Interpretive Summary: Knowledge of the blowfly benefits basic veterinary, forensic, and agricultural endeavors. These species are colonizers of carrion and dispersers of pathogens; but they can also deposit their larvae into the body of a live mammal to grow inside the host while feeding on its tissue (myiasis). This results in more than 150 million dollars of annual economic loss to the wool industry in Australia alone. However, this behavior has beneficial uses as certain blow flies are used in maggot therapy, which employs the larvae to remove of dead or damaged tissue to improve wound healing. Additionally, some products produced by the larvae possess antimicrobial properties. It is thought that bacteria associated with these flies participate in both of these pathogenic and beneficial properties. Therefore, knowledge of the bacterial populations associated with these flies is important. This study determined the bacterial communities on different life stages of blow fly species using 16S rDNA 454-pyrosequencing. The work then compared how similar the communities were, what bacteria were exchanged with the surrounding environment, and what bacteria were likely to be retained through to the next generation. This information is vital in assessing bacterial dispersal and pathogen spread from carrion to flies to live animals.
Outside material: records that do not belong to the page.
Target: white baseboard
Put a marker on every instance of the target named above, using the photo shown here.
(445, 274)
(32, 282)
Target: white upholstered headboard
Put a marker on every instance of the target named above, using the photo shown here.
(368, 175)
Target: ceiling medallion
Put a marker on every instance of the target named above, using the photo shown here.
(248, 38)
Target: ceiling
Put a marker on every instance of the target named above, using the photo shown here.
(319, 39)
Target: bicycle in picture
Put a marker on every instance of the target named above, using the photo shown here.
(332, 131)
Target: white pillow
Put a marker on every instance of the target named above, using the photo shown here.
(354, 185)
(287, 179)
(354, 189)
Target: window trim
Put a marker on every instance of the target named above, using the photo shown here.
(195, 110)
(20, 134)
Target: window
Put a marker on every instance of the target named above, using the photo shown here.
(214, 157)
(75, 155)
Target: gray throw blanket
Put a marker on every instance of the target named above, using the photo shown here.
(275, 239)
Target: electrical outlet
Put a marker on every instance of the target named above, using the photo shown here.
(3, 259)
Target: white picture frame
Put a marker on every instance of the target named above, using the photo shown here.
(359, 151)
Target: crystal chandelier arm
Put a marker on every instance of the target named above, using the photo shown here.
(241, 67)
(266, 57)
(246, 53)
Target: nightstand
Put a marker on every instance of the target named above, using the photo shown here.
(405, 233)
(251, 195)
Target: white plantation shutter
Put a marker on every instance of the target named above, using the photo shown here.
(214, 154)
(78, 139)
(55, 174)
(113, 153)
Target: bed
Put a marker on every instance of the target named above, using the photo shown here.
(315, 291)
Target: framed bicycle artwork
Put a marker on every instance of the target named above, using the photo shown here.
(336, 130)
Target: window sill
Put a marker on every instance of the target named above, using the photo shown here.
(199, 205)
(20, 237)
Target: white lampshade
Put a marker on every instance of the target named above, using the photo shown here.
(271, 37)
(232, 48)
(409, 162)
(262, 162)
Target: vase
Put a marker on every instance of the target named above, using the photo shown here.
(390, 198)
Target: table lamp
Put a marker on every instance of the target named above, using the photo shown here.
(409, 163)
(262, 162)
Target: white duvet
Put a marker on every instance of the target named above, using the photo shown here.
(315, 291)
Technical Abstract: Lucilia Robineau-Desvoidy (Diptera: Calliphoridae), is a blow fly genus of forensic, medical, veterinary, and agricultural importance. Both species of this genus causes myiasis and are vectors of disease causing bacteria. This genus is also famous because of its beneficial uses in maggot therapy. Although this genus is economically very important, our knowledge about bacteria associated with different life stages of these flies and how these bacteria are horizontally and vertically transmitted are not known. In this study, we characterized bacteria associated with different life stages of Lucilia cuprina and L. sericata and in salivary gland of L. sericata by using 16S rDNA 454-pyrosequencing. Bacteria associated with salivary gland of L. sericata were also characterized using light and transmission electron microscopy.